Registers/refreshes the device’s FCM token. 202 Accepted on success; 404 if the id isn’t enrolled (the server never stores a token for an unknown device).

Request:

{ "token": "e1Hf...registration-token...9Qx" }

POST /devices/{id}/report

The agent reports observed state. Always 202 Accepted.

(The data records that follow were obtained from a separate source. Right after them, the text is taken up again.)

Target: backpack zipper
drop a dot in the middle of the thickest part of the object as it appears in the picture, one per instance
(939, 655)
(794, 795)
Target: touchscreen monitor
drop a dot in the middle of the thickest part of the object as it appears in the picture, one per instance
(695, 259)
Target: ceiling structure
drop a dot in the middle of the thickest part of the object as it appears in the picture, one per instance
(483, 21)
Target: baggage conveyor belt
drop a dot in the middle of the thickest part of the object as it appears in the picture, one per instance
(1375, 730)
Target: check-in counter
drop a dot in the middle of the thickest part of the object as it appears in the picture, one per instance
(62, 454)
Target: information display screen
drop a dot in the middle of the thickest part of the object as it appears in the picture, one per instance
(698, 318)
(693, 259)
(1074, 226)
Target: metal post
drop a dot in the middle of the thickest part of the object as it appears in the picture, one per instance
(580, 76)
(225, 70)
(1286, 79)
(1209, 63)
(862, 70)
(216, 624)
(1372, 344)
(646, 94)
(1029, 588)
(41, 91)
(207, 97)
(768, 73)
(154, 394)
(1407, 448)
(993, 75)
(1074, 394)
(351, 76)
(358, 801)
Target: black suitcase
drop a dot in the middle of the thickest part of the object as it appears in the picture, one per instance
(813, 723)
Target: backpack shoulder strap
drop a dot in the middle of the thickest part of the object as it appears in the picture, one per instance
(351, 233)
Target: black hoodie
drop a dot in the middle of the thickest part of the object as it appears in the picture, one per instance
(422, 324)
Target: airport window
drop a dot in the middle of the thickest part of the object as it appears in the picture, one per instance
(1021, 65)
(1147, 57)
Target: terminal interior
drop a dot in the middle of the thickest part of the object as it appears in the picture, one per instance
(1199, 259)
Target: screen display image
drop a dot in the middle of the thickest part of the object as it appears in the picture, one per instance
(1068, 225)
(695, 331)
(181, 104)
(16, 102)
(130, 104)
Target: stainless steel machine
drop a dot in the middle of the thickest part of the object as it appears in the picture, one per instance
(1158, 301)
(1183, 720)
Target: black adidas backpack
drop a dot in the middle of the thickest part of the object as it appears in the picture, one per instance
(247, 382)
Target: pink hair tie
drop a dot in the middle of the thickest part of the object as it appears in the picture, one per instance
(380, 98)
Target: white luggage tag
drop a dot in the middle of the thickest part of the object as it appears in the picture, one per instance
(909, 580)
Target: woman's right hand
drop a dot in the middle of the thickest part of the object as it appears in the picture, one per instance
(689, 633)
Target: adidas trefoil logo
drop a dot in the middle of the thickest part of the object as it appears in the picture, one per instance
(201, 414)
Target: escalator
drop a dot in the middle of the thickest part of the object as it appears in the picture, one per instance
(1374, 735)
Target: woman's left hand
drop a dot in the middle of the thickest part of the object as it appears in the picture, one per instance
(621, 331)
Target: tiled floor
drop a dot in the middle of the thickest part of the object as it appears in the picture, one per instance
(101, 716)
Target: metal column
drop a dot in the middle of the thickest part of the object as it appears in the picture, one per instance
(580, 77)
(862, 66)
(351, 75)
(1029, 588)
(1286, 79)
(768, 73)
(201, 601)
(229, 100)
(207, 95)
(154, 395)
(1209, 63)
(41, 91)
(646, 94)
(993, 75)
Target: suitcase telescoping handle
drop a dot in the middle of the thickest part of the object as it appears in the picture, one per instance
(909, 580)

The {id} in the path is ignored here. The handler keys on the deviceId inside the body, not the path segment. Send the correct id in the body; the path is there only for URL symmetry. The endpoint also does not check that the device is enrolled — it stores whatever it receives.

Request:

{
  "deviceId": { "value": "device-1" },
  "appliedPolicyVersion": 2,
  "cameraDisabled": false,
  "compliant": true
}

The server stores this and recomputes compliance itself on the next read; the compliant field is not trusted (see the loop).


GET /devices

The console’s roster: every enrolled device’s status, sorted by id for a stable view.

Response 200:

[
  {
    "deviceId": { "value": "device-1" },
    "desired": { "version": 2, "cameraDisabled": false },
    "lastReport": {
      "deviceId": { "value": "device-1" },
      "appliedPolicyVersion": 1,
      "cameraDisabled": true,
      "compliant": true
    },
    "state": "STALE"
  }
]

(state is STALE here because the last report applied version 1 while desired is now version 2.)


GET /devices/{id}/status

One device’s DeviceStatus. 404 if the id isn’t enrolled. lastReport is null until the device has reported at least once (then state is UNKNOWN).


Try it with curl

Assuming the server is running (./gradlew :server:run) on the host:

# enroll, and capture the assigned id
curl -s -X POST localhost:8081/enroll \
  -H 'Content-Type: application/json' \
  -d '{"model":"Pixel 7","osVersion":"Android 34","agentVersion":"1.0"}'
# -> {"deviceId":{"value":"device-1"},"policy":{"version":1,"cameraDisabled":true}}

# read the desired policy
curl -s localhost:8081/devices/device-1/policy

# edit the desired policy (bumps version, rings the doorbell if a token is registered)
curl -s -X PUT localhost:8081/devices/device-1/policy \
  -H 'Content-Type: application/json' \
  -d '{"cameraDisabled":false}'

# report observed state (deviceId is taken from the body, not the path)
curl -s -X POST localhost:8081/devices/device-1/report \
  -H 'Content-Type: application/json' \
  -d '{"deviceId":{"value":"device-1"},"appliedPolicyVersion":2,"cameraDisabled":false,"compliant":true}'

# the authoritative status
curl -s localhost:8081/devices/device-1/status
curl -s localhost:8081/devices

A full enroll → edit → report → see-it-go-compliant walkthrough is in development.md.